Symptoms: workflow_state = CLOSED, verify was ok, but users are reporting an outage or the monitoring is red.

This is the hardest case. The harness's verification invariant passed on whatever it checked, but the real-world impact is different from what the invariant captured. Common shapes:

What to do:

  1. Assume the harness's self-verification is no longer reliable. Don't trust the verify.ok: true; go to the device directly with a read-only tool and compare.
  2. Read the intent. The bundle's intent block tells you exactly what the operator asked for. Determine whether the request itself was wrong (user error) or whether Cubby's translation of the request into commands was wrong (code bug).
  3. Apply the rollback manually from the bundle's rollback_commands[], same as §2.
  4. File the evidence bundle with the incident. The bundle is the single most valuable artifact for a post-mortem: it captures the intent, the plan, the pre-state, the commands, and the post-state. Attach it to the incident ticket.
  5. If a code bug caused the mis-translation, open an issue and tag with workflow-safety. The team should reproduce against the same fixture that produced the wrong plan.

4. Chain recovery

Symptoms: cubby verify-chain reports chain_errors != [], or var/evidence/ was accidentally deleted / overwritten.

Conceptual recovery:

Recovery steps:

  1. Do not delete bundles. Even broken ones carry the signed intent + plan + snapshots — you may want them for the post-mortem.
  2. Identify the break point. cubby verify-chain will show which bundle_id the prev_sha256 check failed at.

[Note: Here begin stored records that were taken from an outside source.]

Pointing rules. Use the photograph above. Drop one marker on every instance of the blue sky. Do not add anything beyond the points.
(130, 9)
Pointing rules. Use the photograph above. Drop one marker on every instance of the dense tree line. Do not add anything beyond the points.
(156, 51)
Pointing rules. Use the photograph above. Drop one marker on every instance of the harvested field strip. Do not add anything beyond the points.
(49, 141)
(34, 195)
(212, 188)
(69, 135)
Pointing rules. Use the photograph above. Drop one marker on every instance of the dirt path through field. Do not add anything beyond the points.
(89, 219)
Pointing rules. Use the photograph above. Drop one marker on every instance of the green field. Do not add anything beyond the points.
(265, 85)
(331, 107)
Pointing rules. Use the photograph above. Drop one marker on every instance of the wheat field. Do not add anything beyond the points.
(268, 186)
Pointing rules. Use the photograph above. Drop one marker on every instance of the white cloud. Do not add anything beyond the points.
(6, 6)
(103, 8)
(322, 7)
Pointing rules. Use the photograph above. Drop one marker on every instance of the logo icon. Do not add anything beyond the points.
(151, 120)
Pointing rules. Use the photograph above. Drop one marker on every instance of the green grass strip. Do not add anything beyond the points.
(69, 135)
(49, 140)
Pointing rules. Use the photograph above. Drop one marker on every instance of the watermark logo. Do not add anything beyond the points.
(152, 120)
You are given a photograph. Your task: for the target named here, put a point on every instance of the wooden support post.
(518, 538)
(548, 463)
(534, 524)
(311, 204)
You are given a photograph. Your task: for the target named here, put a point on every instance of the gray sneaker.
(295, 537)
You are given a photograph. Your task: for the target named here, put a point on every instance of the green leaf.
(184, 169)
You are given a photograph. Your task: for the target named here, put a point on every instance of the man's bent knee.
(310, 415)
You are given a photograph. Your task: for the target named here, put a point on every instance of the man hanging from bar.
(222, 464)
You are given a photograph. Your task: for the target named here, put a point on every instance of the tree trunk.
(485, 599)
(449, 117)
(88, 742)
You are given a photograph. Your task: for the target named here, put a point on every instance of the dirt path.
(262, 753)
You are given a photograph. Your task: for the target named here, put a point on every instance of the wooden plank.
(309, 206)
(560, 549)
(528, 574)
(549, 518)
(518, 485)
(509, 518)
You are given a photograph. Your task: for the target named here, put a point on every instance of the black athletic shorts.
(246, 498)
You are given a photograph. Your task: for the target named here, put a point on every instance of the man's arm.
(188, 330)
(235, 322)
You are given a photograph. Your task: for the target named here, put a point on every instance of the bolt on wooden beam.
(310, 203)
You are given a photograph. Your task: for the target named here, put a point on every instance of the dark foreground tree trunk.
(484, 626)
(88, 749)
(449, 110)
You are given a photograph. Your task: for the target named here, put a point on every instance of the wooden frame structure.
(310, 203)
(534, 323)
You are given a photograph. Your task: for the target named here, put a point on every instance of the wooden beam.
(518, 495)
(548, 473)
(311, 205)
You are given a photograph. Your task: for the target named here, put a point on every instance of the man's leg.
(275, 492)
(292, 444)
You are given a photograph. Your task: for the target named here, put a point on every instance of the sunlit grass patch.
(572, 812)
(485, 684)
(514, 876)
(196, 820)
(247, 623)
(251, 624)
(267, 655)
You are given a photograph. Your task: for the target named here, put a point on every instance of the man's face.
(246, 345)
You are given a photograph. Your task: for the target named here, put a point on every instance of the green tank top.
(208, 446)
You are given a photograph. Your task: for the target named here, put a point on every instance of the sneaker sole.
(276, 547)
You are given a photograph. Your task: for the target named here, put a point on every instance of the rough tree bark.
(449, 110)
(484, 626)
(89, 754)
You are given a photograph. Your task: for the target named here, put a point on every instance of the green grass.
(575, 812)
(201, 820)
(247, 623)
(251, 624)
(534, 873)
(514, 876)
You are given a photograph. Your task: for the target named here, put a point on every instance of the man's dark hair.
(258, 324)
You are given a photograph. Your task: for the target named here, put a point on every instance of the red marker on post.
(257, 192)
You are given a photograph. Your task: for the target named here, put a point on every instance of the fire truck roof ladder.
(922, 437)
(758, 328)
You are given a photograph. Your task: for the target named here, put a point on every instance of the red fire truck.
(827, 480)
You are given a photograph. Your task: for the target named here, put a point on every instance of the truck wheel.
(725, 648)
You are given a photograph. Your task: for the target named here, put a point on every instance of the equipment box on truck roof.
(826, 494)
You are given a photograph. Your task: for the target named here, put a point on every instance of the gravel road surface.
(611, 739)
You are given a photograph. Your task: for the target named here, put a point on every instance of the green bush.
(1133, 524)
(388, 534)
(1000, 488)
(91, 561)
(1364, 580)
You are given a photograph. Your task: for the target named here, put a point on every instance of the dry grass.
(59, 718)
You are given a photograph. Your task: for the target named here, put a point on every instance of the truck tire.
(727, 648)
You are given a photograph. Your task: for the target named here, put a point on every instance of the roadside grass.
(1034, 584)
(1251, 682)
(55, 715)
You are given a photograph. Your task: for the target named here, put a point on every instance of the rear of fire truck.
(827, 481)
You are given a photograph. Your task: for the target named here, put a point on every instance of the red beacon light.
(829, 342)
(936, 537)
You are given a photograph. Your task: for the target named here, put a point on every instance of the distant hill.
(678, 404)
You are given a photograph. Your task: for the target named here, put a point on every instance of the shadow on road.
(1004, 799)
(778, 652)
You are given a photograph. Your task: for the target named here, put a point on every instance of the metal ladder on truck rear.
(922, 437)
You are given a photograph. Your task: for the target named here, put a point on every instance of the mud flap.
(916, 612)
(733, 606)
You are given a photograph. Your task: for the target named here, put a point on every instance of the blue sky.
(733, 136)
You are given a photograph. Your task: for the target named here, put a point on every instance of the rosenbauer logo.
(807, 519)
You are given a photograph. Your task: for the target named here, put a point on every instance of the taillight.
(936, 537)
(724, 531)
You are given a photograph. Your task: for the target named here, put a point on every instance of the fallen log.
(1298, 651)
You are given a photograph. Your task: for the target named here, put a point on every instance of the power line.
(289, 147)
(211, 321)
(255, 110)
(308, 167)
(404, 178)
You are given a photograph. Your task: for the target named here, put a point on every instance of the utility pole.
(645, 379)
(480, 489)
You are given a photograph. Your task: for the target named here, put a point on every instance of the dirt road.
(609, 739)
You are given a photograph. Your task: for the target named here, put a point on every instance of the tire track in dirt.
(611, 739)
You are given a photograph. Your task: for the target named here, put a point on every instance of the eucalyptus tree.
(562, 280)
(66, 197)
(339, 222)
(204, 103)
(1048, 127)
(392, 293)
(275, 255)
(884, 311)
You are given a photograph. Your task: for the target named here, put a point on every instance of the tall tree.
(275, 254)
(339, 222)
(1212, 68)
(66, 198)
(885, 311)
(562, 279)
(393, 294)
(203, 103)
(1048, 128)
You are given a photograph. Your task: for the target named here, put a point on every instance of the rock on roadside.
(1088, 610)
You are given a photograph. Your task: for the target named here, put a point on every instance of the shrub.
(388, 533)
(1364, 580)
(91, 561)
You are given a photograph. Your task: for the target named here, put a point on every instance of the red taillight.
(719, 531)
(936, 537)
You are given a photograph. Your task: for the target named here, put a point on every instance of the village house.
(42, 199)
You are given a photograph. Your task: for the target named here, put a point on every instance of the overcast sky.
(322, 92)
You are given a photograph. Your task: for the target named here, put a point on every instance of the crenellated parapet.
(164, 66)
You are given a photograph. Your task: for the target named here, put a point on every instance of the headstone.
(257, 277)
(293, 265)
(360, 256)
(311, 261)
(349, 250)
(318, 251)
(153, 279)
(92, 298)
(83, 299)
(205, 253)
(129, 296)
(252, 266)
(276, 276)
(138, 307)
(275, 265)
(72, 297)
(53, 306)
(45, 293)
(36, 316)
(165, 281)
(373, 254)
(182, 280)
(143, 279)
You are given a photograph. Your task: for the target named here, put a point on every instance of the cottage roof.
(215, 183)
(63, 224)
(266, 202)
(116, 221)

That's the first bundle of the new segment.
  3. Mark the segment boundary. Set the env var: ```sh export NETOPS_EVIDENCE_CHAIN_RESET_BUNDLE_IDS="<bundle-id-of-first-bundle-in-new-segment>" ``` Future verify-chain runs accept the known break and pass.
  4. Rotate the signing key. If the chain break is from anything other than a planned reset (test fork, manual file deletion), rotate the evidence HMAC key so any prior bundles signed under the old key are now legacy-signed-only: ```sh export NETOPS_EVIDENCE_LEGACY_KEY_IDS="<old-key-id>" export NETOPS_EVIDENCE_HMAC_SECRET="<new-secret>" ```
  5. Write a new bundle (any workflow action does this) to re-anchor chain.tip under the new key.
  6. Post-mortem — every chain break deserves an investigation. Likely culprits: a test run that hit the same var/evidence/ dir, a backup-restore that didn't preserve chain.tip, a shared-secret signer that got rotated mid-chain without NETOPS_EVIDENCE_LEGACY_KEY_IDS being set.

Things to never do

Escalation

If the chain is broken, a device is in a state you can't reconcile, or the harness is refusing to boot and you need it running now:

  1. Save the current var/evidence/ and var/runbooks/ directories intact (the team will need them for root-cause).
  2. File the incident. Attach the last good bundle ID and the error output from cubby verify-chain.
  3. If the harness itself is broken, a last-resort bypass is to drive the rollback commands manually from the bundle's rollback_commands[] — SSH to each device and apply them in order. The device doesn't care what issued the rollback.